Chavez has vowed to break the opposition strike, now in its seventh week, sending troops to take over strike-hit oil fields, refineries and export terminals. But the government has had only partial success so far in restoring oil operations.

Following Chavez's orders, troops Friday seized drink products from a bottling affiliate of Coca-Cola Co. (KO.N) and from a major local brewer in Carabobo state, west of Caracas.

The confiscation, carried out by a fiercely pro-Chavez National Guard general who said he was acting against alleged hoarders, was furiously condemned as an illegal attack against private property by opposition leaders.

Chavez was unrepentant about the military raids on the drinks plants, saying they would be repeated if necessary to ensure food supplies were not disrupted by the strike.

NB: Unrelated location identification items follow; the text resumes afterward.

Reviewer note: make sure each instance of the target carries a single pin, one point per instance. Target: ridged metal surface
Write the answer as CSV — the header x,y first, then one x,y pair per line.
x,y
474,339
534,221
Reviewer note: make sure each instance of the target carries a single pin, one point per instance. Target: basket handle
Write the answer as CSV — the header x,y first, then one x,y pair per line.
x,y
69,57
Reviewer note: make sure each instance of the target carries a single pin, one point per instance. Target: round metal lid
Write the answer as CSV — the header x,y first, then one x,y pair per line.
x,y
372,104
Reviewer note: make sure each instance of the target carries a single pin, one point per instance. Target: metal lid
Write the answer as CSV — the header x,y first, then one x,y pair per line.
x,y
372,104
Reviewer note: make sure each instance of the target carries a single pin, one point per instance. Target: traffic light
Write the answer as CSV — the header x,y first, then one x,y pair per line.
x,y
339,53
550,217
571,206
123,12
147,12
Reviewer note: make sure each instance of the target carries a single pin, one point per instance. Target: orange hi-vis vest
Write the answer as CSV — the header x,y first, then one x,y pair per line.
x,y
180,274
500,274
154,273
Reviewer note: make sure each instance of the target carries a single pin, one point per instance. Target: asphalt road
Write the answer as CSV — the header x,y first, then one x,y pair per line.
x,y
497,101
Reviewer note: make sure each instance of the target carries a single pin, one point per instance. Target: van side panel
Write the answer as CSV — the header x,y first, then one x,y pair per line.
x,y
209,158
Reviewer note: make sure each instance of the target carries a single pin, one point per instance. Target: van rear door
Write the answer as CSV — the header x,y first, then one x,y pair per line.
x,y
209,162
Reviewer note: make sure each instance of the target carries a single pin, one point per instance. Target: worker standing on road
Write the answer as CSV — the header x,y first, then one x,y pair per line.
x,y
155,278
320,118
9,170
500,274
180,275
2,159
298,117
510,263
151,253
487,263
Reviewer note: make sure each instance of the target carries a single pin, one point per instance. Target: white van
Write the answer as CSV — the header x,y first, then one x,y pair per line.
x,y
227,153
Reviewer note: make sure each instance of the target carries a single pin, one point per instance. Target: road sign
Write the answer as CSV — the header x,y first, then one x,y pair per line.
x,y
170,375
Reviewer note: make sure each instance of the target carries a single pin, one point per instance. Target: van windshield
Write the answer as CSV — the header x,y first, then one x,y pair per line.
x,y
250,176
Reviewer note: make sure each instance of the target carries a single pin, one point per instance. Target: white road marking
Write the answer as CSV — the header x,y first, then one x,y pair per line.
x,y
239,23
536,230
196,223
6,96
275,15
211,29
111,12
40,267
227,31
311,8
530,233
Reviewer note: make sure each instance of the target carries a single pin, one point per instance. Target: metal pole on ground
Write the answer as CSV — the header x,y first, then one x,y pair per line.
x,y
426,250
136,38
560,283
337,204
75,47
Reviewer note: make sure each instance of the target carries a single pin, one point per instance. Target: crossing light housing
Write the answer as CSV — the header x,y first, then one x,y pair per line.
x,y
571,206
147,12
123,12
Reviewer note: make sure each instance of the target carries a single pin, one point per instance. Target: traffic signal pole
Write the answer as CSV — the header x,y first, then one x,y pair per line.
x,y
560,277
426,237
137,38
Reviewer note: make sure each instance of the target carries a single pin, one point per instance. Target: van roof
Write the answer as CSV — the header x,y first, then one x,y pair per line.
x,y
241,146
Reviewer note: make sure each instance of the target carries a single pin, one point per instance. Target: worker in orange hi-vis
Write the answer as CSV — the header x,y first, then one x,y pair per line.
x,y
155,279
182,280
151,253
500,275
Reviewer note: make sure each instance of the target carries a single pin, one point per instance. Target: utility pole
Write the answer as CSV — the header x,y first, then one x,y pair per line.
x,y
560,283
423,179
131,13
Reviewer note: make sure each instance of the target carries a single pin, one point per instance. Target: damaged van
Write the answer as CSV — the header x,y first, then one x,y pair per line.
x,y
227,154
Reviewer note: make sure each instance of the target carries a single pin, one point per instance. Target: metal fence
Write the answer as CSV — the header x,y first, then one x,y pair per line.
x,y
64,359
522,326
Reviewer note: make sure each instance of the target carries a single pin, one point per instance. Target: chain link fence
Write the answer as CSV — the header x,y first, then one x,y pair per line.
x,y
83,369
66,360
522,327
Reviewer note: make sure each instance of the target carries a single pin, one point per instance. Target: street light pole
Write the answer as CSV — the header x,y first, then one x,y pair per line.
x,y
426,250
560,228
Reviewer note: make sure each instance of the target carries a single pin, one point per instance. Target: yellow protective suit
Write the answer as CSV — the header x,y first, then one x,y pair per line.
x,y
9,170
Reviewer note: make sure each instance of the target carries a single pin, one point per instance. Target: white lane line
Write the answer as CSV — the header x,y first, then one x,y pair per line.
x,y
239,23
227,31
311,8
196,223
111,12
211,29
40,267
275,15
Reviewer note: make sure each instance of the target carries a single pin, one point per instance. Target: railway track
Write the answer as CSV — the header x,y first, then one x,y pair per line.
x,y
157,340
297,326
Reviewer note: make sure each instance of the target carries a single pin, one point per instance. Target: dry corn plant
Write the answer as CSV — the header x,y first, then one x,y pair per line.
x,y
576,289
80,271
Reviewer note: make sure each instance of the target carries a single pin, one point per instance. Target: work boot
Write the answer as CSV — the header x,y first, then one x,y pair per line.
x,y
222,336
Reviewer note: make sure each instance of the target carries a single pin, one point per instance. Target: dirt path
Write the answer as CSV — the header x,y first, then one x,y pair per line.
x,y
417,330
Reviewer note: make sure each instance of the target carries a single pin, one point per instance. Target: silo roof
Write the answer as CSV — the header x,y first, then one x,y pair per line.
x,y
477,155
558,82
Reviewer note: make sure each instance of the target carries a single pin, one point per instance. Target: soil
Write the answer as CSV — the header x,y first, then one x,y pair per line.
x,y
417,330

"We can't be sitting wasting our time at a table while they (the opposition) try to generate chaos in the country," he said in his comments early Saturday.

Three opposition leaders traveled this week to the United States where they met U.S. government officials and accused Chavez of ruining Venezuela's economy with his populist reforms. Chavez says his self-styled "revolution" aims to help the country's poor majority.

Rejecting opposition calls for early elections, Chavez has told them they must wait until after August 19, when the constitution allows for a binding referendum on his rule. His current term is scheduled to end in early 2007.